Larry Meagher believes that more middle- and upper-class Latin Americans will be willing to make the same decision in their choice of hospitals if he can continue to deliver US-quality care in modem facilities like CIMA Hermosillo.

So far, the company's growth has been fueled by a combination of private and institutional investors, as well as by local physicians and business leaders in each market: US$23 million in venture capital and a US$20 million loan from the World Bank's International Finance Corporation (IFC) in 1998. With that funding, IHC has completed the 52-bed acute-care facility in Hermosillo, a 60-bed hospital in Chihuahua and, in January, a 58bed hospital in San Jose, Costa Rica. By the end of the year, IHC plans to open a 58-bed facility in Puebla, Mexico, and to begin construction of a comprehensive emergency-care clinic in the Mexican resort city of Los Cabos.

Each hospital offers complete medical and health care services, as well as intensive care.
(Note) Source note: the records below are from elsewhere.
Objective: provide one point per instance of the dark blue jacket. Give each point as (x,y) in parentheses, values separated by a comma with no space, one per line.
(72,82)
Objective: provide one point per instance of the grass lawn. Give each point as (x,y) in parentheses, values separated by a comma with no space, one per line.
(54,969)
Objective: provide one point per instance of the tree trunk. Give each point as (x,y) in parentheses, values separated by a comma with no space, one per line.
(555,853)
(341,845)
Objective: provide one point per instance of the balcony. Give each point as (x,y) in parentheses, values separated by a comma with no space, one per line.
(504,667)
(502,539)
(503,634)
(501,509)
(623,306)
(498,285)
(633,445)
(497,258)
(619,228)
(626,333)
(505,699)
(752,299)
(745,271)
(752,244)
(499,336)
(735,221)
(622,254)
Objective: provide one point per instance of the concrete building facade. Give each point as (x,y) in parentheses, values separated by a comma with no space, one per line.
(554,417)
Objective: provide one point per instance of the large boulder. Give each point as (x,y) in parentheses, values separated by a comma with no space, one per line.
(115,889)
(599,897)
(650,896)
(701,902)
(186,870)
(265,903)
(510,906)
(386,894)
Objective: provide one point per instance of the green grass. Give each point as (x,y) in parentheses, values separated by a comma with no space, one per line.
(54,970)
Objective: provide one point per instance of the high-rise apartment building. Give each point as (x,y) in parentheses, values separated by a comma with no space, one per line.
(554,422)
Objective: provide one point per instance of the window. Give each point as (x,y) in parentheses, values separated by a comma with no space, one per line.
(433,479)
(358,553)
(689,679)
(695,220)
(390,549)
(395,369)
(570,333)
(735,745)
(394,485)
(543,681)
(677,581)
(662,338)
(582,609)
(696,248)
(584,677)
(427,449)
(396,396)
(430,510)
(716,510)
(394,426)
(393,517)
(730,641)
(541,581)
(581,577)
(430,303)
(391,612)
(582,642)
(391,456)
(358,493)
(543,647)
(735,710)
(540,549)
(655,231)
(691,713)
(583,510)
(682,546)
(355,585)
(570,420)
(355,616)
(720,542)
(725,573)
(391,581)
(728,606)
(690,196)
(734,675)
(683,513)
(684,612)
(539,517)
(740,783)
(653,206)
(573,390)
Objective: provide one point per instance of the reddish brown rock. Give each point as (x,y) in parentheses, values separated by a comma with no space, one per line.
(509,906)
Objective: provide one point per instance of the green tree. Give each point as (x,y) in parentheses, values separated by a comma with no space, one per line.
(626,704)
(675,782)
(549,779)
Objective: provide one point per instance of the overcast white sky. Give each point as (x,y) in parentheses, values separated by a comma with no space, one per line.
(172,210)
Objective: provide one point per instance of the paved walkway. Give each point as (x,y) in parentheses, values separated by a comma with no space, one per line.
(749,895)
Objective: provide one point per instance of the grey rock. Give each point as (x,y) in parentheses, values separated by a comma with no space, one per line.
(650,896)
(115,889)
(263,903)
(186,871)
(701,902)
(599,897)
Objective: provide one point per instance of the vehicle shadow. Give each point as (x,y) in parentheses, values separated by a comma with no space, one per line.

The CIMA Herrnosillo hospital, for example, has conducted more than 300 open-heart surgeries during the past year. "And our outcomes for each area compare very favorably with the national rates in the United States," Meagher says.

To add credibility to IHC hospitals, Meagher has forged an alliance with past employer Baylor University Medical School. The tie-in makes IHC hospitals affiliates of Baylor and permits enrollment of their staff in Baylor's advanced medical and professional education programs.

Seeing similar needs for private health care in other parts of Latin America, Meagher has registered the CIMA name (which translates as "peak" or "pinnacle" in Spanish) in more than a dozen Latin American cities. In Mexico, Meagher is considering plans to build two new hospitals and acquire two existing ones. In Brazil, where it has acquired a leading health care management company and hospitals in Volta Redonda and Curitiba, IHC is considering plans to buy or build a hospital in Brasilia.

"After a job and a home, health care becomes a high priority," says Ray dunn, president of Latin Health Care Fund, one of IHC's investors. "People want to go to private hospitals and get quality health care.

Meagher also believes better health care facilities can contribute to economic growth. "We were told by Motorola that one reason they chose Chihuahua for their pager manufacturing plant was the IHC hospital. They knew they could get quality health care for their employees."